In some ways, the world today is less fraught with ultimate danger than it was 38 years ago. There is no cause for fear of a massive nuclear attack by or against the United States, Russia, or, really, any other country. But at the same time, the world is more densely laced with hot spots that could erupt into war, and war zones that could spread like lethal firestorms, and there are fewer power blocs—no real “superpowers,” in the sense that the term once meant—that might contain the conflagration. Intelligence is scanty or ambiguous about many of these potential crisis areas. Assumptions about an adversary’s ambitions or odd actions can more easily harden into dogma.
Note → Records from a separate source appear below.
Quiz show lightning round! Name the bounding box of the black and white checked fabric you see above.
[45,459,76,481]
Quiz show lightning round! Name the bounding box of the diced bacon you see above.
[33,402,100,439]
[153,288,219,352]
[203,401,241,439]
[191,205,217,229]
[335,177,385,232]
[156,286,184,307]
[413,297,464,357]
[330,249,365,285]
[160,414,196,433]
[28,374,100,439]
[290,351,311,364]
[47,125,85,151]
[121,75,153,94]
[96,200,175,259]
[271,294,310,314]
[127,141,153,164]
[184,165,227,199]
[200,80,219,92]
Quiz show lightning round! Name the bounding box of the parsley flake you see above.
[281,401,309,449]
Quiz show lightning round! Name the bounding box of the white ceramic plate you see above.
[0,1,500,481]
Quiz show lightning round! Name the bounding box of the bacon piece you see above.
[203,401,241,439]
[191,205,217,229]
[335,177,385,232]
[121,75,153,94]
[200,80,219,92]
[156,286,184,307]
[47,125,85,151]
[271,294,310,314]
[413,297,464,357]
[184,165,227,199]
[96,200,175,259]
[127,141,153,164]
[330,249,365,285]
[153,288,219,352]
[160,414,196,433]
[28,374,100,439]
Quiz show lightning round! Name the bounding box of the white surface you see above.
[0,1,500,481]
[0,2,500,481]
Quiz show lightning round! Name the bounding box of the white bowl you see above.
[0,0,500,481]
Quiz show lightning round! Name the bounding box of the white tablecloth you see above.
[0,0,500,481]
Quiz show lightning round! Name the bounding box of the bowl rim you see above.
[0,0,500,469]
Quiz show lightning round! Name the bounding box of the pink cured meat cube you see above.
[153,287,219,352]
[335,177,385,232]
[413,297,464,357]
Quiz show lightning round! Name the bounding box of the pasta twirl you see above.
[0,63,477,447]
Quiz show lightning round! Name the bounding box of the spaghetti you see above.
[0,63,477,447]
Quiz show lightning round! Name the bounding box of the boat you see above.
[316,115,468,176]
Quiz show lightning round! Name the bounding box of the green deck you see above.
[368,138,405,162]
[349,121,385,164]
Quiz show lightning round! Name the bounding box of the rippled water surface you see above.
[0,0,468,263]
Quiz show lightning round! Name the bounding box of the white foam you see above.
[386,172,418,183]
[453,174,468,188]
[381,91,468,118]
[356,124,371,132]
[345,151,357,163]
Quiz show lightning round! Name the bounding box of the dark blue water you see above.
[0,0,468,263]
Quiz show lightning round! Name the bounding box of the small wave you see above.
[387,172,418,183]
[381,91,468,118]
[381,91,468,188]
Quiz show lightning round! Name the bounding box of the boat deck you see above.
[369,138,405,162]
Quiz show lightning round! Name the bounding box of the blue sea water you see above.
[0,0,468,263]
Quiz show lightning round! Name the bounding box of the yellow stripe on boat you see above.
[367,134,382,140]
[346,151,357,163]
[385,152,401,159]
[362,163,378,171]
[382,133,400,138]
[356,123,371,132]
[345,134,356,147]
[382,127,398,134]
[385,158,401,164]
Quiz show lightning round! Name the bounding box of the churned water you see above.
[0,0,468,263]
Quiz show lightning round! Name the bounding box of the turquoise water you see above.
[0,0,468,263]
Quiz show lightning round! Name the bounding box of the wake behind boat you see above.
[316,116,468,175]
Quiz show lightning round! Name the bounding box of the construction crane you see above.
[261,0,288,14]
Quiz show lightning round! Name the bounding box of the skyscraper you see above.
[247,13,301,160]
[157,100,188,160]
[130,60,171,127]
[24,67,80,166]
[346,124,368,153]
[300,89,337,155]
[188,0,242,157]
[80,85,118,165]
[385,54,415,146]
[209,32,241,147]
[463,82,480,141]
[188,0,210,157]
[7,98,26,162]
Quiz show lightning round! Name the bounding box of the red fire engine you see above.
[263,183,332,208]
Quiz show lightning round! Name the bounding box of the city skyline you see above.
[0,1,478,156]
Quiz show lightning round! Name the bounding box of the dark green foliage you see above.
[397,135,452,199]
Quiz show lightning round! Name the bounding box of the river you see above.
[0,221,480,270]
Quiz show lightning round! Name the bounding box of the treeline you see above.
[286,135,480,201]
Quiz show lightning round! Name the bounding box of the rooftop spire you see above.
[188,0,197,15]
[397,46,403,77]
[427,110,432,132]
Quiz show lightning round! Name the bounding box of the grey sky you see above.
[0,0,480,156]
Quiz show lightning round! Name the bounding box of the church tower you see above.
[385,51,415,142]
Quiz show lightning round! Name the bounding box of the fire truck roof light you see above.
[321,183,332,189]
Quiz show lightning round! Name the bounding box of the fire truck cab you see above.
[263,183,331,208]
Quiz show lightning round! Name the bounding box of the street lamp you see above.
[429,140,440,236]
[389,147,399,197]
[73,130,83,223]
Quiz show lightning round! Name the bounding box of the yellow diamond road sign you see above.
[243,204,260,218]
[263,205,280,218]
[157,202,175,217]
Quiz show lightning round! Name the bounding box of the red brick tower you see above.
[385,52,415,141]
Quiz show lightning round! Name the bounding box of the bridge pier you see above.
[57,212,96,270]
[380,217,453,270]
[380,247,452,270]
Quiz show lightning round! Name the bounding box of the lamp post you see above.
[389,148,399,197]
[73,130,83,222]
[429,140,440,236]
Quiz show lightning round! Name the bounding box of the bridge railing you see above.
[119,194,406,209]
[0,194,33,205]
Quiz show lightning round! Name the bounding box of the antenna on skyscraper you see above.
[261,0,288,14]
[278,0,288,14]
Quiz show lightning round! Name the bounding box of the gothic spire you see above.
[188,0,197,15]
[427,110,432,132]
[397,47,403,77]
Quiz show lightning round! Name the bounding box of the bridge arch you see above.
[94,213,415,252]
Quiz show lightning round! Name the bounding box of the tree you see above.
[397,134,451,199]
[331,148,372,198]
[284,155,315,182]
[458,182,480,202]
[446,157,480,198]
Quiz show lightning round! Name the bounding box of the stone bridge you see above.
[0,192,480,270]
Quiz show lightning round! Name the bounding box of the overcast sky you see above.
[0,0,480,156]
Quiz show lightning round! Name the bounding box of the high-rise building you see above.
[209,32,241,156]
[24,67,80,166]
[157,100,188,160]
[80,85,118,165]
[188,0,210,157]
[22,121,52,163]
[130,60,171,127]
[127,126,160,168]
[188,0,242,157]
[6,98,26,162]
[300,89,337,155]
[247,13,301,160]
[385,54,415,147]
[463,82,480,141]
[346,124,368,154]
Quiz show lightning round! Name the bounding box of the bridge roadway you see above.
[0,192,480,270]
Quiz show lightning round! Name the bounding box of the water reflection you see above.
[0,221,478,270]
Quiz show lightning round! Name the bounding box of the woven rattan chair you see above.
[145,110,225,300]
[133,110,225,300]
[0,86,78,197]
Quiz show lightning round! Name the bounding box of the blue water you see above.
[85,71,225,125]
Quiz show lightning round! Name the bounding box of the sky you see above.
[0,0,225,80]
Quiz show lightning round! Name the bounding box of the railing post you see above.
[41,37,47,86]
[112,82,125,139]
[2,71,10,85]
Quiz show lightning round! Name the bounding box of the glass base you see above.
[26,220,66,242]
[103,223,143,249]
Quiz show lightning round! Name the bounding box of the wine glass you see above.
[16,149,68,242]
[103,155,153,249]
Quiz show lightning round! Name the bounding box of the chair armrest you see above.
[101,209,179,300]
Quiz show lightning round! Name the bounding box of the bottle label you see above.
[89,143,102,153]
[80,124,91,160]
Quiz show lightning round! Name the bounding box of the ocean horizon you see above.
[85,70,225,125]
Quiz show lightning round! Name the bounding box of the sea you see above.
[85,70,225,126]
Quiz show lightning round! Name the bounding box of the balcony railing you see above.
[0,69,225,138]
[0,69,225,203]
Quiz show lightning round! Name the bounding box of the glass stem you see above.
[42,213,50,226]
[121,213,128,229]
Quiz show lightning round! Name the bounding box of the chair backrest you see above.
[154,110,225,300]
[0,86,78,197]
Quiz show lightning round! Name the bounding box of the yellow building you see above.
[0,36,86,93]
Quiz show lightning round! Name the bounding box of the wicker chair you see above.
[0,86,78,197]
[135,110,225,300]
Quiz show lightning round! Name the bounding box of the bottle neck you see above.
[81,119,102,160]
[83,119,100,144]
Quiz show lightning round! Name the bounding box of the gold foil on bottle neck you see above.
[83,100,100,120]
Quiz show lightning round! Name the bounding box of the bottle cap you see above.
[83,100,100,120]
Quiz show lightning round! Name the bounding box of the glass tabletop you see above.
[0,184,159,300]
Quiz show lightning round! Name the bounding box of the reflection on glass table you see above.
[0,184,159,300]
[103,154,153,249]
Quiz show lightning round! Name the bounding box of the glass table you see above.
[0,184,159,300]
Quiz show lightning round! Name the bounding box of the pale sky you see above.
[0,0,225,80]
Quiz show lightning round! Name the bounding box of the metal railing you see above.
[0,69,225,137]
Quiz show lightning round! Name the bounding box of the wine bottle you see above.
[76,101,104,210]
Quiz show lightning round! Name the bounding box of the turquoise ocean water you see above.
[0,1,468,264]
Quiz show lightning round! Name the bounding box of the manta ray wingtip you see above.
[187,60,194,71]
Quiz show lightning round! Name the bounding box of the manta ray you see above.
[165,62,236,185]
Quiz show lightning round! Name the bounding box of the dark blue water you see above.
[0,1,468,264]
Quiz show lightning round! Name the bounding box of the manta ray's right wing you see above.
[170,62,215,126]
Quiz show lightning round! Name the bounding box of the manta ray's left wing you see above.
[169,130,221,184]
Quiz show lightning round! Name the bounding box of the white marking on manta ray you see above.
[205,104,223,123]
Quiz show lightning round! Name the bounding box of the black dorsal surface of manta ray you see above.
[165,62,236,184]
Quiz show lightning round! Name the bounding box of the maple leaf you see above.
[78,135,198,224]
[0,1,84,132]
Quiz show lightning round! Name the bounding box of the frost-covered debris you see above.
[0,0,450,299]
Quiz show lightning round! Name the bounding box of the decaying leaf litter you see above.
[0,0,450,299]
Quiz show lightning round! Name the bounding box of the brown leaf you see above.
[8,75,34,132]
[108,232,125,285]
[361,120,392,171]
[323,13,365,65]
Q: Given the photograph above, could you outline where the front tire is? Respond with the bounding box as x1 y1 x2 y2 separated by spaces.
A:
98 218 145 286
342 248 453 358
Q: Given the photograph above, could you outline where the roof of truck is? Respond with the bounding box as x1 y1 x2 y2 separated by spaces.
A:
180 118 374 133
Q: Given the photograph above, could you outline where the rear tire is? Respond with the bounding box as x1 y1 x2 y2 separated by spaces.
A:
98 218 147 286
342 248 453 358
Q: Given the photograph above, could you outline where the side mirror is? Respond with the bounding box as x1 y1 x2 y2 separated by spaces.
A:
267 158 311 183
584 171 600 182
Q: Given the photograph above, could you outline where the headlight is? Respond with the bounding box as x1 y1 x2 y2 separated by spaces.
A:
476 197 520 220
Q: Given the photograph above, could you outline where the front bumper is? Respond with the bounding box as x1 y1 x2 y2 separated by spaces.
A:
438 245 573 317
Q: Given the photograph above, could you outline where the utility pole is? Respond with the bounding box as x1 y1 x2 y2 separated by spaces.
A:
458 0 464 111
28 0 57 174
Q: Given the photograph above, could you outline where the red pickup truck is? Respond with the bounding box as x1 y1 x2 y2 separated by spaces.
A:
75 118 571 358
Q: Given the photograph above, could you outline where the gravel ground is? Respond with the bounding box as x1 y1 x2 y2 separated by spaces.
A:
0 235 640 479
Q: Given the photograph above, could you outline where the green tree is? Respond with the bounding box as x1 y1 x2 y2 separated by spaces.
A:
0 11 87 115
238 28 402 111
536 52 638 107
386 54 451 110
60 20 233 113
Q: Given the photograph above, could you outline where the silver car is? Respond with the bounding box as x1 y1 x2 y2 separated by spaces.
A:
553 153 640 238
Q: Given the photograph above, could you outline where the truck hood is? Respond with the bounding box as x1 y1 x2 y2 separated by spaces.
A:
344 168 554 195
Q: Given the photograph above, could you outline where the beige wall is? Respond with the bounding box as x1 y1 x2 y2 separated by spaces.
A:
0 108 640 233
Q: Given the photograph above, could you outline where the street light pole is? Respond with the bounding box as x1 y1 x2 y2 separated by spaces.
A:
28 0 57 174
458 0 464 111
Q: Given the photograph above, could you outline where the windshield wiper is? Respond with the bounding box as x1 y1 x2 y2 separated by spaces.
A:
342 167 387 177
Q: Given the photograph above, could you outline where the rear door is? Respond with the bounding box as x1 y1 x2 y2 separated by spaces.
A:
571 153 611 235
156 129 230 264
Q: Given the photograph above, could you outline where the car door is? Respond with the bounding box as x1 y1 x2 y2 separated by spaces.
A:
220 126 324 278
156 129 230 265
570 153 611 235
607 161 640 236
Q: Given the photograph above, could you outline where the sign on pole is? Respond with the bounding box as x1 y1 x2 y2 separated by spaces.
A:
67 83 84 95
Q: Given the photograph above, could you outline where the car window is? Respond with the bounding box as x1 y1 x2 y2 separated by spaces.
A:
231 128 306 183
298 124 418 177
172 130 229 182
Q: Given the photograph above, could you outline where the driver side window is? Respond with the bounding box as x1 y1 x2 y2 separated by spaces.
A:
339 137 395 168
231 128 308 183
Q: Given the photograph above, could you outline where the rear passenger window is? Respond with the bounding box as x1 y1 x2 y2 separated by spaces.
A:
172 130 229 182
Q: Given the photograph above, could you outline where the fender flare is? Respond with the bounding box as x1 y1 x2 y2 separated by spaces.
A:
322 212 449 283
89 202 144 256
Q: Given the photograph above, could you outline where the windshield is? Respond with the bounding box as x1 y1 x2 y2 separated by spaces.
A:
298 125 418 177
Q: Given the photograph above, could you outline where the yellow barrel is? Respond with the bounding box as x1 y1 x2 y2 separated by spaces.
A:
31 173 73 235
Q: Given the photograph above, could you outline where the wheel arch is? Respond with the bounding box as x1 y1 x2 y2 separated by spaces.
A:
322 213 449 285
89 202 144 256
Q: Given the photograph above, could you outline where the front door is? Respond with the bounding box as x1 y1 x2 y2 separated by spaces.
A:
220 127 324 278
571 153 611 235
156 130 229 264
In this light, Able Archer offers some cautionary lessons. Nobody running the war game back in 1983 thought it might look provocative to others. When the Soviets reacted, only one U.S. officer—the right person in the right place, by coincidence—stopped to reflect that what the Soviets were doing might be a reaction to what we were doing, not a threat worth responding to. Some threats are real threats; some suspicious actions really are provocations. But sometimes they’re not, and it’s worth taking the time and harnessing the analytical acumen to make the distinction. Now that we once again have an experienced president backed by a real administration—and not a shallow man who thinks he’s a tyrant, surrounded by minions whose main job is to avoid challenging his biases—maybe the lessons of Able Archer will take hold.